A patient was diagnosed as SAP if the lower respiratory tract infection, which met the modified Centers for Disease Control (CDC) and Prevention criteria, occurred within the first 7 days after stroke onset (Additional file 1) [16]. The evaluation of presence of SAP was conducted retrospectively by the neurologists (K.W.N. and H.M.K.), who were blinded to other clinical and radiological factors. Additionally, the chest x-ray was evaluated by one of the study neurologist (K.W.N.) and a specialized radiologist (S.W.P.), with an acceptable inter-rater reliability (kappa coefficient, P = 0.915). We did not categorize the burden of chest x-ray finding into probable and definite SAP, considering the retrospective study design. During the initial three to four days, we observed all participants closely in our specialized stroke unit. After they were transferred to the general ward, we continued to check for the occurrence of SAP.

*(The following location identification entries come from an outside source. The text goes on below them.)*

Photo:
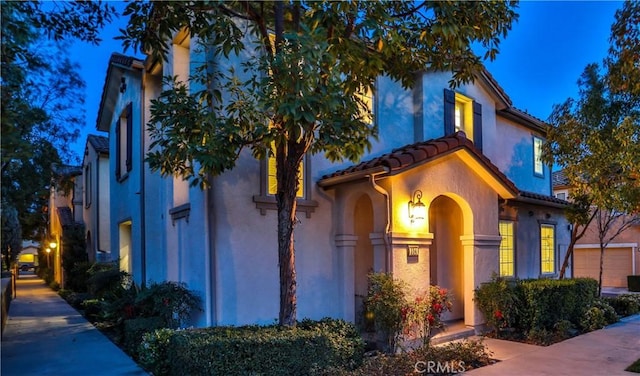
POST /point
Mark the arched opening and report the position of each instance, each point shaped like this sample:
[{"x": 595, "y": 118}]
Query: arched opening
[
  {"x": 446, "y": 256},
  {"x": 363, "y": 253}
]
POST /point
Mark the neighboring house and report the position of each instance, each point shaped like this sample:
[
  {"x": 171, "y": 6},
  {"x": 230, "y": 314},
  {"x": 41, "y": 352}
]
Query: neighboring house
[
  {"x": 65, "y": 211},
  {"x": 621, "y": 257},
  {"x": 96, "y": 198},
  {"x": 468, "y": 161}
]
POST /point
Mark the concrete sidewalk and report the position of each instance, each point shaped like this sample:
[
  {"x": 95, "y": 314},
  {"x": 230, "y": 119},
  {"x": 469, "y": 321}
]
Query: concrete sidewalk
[
  {"x": 45, "y": 336},
  {"x": 603, "y": 352}
]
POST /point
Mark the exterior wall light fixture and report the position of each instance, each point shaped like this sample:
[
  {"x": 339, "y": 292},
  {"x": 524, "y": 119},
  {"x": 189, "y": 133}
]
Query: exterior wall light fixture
[{"x": 417, "y": 210}]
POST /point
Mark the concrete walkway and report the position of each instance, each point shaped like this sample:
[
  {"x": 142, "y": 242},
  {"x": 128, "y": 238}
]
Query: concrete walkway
[
  {"x": 603, "y": 352},
  {"x": 45, "y": 336}
]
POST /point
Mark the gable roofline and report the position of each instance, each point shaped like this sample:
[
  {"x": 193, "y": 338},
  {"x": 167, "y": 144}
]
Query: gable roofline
[
  {"x": 541, "y": 200},
  {"x": 524, "y": 119},
  {"x": 99, "y": 143},
  {"x": 408, "y": 157},
  {"x": 117, "y": 66},
  {"x": 490, "y": 82}
]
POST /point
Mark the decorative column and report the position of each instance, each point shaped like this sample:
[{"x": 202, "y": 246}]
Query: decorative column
[{"x": 346, "y": 254}]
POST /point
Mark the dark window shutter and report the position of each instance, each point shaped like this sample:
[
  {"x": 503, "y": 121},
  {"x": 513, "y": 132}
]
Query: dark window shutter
[
  {"x": 118, "y": 148},
  {"x": 477, "y": 125},
  {"x": 449, "y": 111},
  {"x": 129, "y": 135}
]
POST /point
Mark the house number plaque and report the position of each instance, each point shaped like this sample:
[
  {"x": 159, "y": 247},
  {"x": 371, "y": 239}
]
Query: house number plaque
[{"x": 413, "y": 250}]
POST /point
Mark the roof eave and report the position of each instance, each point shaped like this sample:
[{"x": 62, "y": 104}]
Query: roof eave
[
  {"x": 524, "y": 119},
  {"x": 539, "y": 202},
  {"x": 331, "y": 182}
]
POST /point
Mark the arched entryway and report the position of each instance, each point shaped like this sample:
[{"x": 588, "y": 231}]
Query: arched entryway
[
  {"x": 446, "y": 256},
  {"x": 363, "y": 252}
]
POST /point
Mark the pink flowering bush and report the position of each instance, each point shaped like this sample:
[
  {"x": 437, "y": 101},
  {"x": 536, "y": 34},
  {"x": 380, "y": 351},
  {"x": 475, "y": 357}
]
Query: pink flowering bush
[
  {"x": 424, "y": 313},
  {"x": 396, "y": 316}
]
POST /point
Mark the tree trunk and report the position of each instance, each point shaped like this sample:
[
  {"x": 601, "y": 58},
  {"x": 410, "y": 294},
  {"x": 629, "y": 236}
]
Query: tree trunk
[
  {"x": 601, "y": 269},
  {"x": 287, "y": 165},
  {"x": 567, "y": 256}
]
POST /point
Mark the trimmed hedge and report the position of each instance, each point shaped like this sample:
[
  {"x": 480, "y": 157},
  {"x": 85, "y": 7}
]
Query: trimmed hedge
[
  {"x": 543, "y": 310},
  {"x": 633, "y": 283},
  {"x": 255, "y": 350},
  {"x": 548, "y": 301},
  {"x": 134, "y": 329},
  {"x": 625, "y": 305}
]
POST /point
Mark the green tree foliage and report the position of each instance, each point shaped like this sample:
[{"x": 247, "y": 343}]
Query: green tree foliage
[
  {"x": 596, "y": 138},
  {"x": 299, "y": 91},
  {"x": 11, "y": 236},
  {"x": 42, "y": 97}
]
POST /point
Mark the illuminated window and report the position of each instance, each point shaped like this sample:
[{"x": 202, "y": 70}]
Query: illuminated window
[
  {"x": 463, "y": 114},
  {"x": 368, "y": 115},
  {"x": 506, "y": 249},
  {"x": 272, "y": 182},
  {"x": 538, "y": 167},
  {"x": 547, "y": 247}
]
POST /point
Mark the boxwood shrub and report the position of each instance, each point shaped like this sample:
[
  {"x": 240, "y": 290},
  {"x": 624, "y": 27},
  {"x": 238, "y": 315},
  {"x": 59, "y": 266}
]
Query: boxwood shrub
[
  {"x": 625, "y": 305},
  {"x": 258, "y": 350},
  {"x": 542, "y": 309},
  {"x": 548, "y": 301}
]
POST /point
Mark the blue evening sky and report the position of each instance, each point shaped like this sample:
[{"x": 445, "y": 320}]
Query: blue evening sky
[{"x": 538, "y": 65}]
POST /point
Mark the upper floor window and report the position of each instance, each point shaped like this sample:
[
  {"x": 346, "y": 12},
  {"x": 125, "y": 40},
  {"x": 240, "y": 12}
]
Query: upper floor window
[
  {"x": 87, "y": 185},
  {"x": 463, "y": 114},
  {"x": 266, "y": 200},
  {"x": 538, "y": 166},
  {"x": 547, "y": 249},
  {"x": 272, "y": 181},
  {"x": 124, "y": 152},
  {"x": 507, "y": 249},
  {"x": 368, "y": 116}
]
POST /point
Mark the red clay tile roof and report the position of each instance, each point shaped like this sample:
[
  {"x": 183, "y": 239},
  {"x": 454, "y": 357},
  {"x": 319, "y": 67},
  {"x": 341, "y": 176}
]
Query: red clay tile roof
[
  {"x": 409, "y": 156},
  {"x": 553, "y": 201},
  {"x": 99, "y": 143}
]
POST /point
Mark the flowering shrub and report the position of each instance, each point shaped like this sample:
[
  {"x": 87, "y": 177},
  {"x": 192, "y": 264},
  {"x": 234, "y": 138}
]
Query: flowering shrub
[
  {"x": 424, "y": 313},
  {"x": 395, "y": 316},
  {"x": 499, "y": 303}
]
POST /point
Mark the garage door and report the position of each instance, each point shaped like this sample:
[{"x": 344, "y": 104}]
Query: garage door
[{"x": 617, "y": 265}]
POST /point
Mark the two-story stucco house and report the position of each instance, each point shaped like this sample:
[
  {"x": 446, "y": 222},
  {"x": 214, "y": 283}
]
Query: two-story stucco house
[
  {"x": 65, "y": 211},
  {"x": 96, "y": 198},
  {"x": 452, "y": 191}
]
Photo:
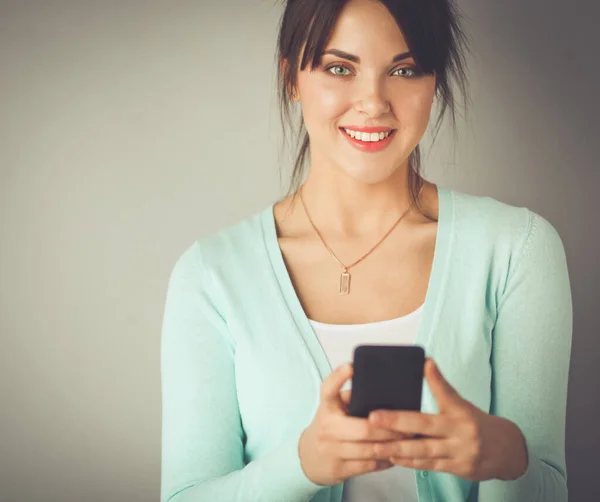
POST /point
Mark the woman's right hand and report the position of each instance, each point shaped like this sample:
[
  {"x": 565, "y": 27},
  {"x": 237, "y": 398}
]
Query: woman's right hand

All continuous variables were tested for normal distribution, and skewed variables were transformed to log-scale for further statistical analyses. Continuous variables with normal distribution were presented as the mean ± SD, while nonparametric ones were presented using the median value and interquartile range [IQR]. In univariate analyses, we used Student’s t-test for normally distributed variables and the Mann-Whitney U-test for nonparametric variables. For categorical values, we used the chi-square test and Fisher’s exact test. In multivariate analyses, we used binary logistic regression to evaluate independent predictors of SAP. Based on the result from the univariate analyses, variables of P < 0.05 were selected for the multivariate analysis. We combined prognostic variables of age, atrial fibrillation, dysphagia, male sex, and initial stroke severity into the A2DS2 score to avoid overfitting, considering the small number of SAP events (Additional file 2). The A2DS2 score was dichotomized into low A2DS2 score (0–4) and high A2DS2 score (5–10) [17]. Level of consciousness was excluded due to close correlation with stroke severity (Pearson correlation coefficient, P < 0.001). All statistical analyses were conducted using SPSS 20 (IBM SPSS, Chicago, IL, USA). A value of P < 0.05 was considered significant.